[vortex] Re: 3com 3c905c-txm

Jeff Garzik jgarzik@mandrakesoft.com
Sun, 14 May 2000 18:40:24 -0400


Donald Becker wrote:
> On Sat, 13 May 2000, Jeff Garzik wrote:
> > pathetic when you do this weekly if not daily on public mailing lists.
> > You're a CTO?  Really?

> [[ Wow.  Most people wouldn't be so foolish as to get into a
> titles/credentials/experience/been-there-done-that challenge with me. ]]

It was an expression of surprise that a CTO with your credentials would
stoop to harping over the 2.3.x net driver situation on public mailing
lists:  three times in two days, in three different threads, at the time
I responded.

Donald, you are without question one of the sharpest people I've ever
met when it comes to x86 hardware and network hardware.  You also
without question have one of the biggest egos in the open source
community, which makes you incredibly hard to work with.

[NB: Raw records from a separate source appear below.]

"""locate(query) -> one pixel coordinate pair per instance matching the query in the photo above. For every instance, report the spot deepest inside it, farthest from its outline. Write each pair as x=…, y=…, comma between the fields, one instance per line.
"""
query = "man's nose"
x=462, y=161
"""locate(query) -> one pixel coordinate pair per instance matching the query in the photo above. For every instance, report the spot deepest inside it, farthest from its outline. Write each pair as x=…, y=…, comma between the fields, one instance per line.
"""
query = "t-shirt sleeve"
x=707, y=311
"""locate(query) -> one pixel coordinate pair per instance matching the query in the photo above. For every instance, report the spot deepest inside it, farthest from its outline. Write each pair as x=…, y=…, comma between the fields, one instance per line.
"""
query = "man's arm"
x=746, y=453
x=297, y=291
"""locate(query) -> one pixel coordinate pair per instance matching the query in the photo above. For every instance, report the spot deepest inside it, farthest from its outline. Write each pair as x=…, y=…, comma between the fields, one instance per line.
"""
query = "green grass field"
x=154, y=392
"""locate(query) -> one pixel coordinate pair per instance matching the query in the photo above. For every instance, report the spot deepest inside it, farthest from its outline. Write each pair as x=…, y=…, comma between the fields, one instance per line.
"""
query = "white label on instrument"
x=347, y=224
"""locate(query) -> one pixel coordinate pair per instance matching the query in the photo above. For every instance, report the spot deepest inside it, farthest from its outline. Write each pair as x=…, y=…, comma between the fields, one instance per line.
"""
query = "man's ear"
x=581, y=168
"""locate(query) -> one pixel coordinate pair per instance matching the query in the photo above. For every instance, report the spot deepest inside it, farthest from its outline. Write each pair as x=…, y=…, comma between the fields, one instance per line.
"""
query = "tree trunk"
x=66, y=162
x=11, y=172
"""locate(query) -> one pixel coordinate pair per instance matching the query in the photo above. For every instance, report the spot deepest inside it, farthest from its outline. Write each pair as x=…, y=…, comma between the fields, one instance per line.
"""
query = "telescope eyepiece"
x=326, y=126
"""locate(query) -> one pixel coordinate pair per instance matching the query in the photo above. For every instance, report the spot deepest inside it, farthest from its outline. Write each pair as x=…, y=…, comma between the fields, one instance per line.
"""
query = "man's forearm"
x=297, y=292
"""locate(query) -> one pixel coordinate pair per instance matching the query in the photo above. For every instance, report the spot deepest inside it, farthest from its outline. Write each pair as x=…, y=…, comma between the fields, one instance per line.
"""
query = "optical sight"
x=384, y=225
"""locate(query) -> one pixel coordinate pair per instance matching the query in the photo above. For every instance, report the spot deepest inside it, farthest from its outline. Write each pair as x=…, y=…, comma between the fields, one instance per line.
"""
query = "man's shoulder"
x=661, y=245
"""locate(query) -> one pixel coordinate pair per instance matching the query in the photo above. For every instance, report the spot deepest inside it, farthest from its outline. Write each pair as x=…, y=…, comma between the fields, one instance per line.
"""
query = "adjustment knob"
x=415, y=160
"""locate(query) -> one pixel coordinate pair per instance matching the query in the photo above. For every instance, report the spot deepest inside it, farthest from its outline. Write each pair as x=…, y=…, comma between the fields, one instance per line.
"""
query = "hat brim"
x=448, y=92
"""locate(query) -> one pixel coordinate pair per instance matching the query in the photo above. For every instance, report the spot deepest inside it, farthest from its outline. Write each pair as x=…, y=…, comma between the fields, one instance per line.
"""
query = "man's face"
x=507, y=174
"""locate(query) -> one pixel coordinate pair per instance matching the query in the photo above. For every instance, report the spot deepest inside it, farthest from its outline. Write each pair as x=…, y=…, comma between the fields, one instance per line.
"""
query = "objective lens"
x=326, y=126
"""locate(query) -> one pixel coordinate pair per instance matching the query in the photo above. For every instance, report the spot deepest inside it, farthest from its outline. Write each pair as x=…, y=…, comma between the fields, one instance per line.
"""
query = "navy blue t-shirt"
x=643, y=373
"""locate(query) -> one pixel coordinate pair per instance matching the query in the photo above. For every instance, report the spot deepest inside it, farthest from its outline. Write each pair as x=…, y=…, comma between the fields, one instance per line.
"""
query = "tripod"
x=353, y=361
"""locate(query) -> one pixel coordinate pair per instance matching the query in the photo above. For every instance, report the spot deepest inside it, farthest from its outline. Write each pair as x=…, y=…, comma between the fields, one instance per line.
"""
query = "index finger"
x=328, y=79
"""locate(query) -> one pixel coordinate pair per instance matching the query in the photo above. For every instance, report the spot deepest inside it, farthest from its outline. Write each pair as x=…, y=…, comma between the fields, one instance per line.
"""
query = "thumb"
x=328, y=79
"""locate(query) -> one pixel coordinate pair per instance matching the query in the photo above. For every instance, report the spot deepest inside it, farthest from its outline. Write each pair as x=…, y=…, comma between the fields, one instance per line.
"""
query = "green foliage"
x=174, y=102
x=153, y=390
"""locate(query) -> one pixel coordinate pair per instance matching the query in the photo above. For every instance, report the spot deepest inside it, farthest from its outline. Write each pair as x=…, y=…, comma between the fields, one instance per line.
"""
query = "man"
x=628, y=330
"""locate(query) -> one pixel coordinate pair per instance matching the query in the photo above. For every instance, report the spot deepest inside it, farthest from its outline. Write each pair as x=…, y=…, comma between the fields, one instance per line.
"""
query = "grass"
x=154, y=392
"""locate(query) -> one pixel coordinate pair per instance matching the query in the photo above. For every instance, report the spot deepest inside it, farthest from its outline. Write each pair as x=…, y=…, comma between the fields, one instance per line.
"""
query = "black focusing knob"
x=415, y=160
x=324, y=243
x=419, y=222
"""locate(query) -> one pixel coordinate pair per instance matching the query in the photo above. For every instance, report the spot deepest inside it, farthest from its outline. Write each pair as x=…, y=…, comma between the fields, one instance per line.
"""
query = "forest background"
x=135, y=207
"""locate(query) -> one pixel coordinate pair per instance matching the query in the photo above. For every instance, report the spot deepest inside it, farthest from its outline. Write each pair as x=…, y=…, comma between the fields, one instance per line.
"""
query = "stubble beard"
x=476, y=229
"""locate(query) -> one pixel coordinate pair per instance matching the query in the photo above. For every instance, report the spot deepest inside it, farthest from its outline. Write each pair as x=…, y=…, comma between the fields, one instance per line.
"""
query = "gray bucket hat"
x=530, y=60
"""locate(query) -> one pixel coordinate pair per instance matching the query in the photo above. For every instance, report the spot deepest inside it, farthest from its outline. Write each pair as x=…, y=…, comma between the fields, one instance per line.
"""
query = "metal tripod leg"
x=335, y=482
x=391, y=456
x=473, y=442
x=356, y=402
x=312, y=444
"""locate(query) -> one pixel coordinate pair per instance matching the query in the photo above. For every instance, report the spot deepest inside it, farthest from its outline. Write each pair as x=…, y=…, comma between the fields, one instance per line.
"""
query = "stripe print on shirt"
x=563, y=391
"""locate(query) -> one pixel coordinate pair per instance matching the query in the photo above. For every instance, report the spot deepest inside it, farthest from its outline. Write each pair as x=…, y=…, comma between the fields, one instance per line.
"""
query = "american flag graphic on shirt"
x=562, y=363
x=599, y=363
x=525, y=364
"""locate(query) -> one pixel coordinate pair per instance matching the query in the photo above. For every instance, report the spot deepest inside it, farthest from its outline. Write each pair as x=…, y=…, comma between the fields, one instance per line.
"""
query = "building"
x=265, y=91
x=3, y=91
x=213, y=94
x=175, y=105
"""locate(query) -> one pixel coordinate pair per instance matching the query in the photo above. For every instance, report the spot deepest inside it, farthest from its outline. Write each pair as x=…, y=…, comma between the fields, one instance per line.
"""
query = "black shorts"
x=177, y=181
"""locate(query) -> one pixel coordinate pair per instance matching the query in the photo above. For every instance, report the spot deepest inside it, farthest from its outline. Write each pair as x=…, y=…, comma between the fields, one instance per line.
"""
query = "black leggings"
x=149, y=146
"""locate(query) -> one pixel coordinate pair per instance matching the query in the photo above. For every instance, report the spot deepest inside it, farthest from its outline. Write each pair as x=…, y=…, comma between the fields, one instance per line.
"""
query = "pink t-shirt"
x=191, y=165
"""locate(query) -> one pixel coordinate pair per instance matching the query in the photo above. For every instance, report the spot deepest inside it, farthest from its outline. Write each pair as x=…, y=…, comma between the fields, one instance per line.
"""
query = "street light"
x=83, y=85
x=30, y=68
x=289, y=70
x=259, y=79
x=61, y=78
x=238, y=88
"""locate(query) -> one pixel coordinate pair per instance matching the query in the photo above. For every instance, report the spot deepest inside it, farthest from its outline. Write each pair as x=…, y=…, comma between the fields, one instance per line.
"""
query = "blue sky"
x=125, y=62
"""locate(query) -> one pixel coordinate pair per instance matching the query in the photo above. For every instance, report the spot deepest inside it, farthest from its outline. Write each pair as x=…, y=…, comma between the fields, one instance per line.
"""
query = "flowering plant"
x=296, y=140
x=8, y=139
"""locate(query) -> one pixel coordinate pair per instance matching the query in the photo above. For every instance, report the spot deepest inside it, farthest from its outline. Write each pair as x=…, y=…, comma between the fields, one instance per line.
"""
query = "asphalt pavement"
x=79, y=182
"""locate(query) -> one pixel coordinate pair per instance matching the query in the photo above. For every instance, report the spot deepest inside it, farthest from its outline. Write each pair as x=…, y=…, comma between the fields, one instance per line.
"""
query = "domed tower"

You have to realize that you cannot make all the design decisions for
the kernel.
You have to realize that sometimes you are wrong.
And you also have to realize that even if bad design decisions are made,
your actions and attitude are totally the wrong way to go about
reversing those decisions.


> > Informed people realize that:
> > * You are unable to maintain all the network drivers and keep up with
> > all network driver issues on a timely basis.  Simply unscalable.
> > * The nature of the Linux kernel cannot wait for you to update your
> > network drivers.
> 
> These two issues are tied together.  You are suggesting (and you are known
> to follow your own suggestion) shotgun approach of frequently making
> changes, and hoping one of the them will fix the problem.  People see
> change, and assume its progress.  Instead we end up with a series of broken
> drivers, each with a different set of bugs.

Sorry, you yourself have proven that the incremental approach is
superior to the "one big update with tons of changes" approach.  I won't
bother referencing examples from Linus and others.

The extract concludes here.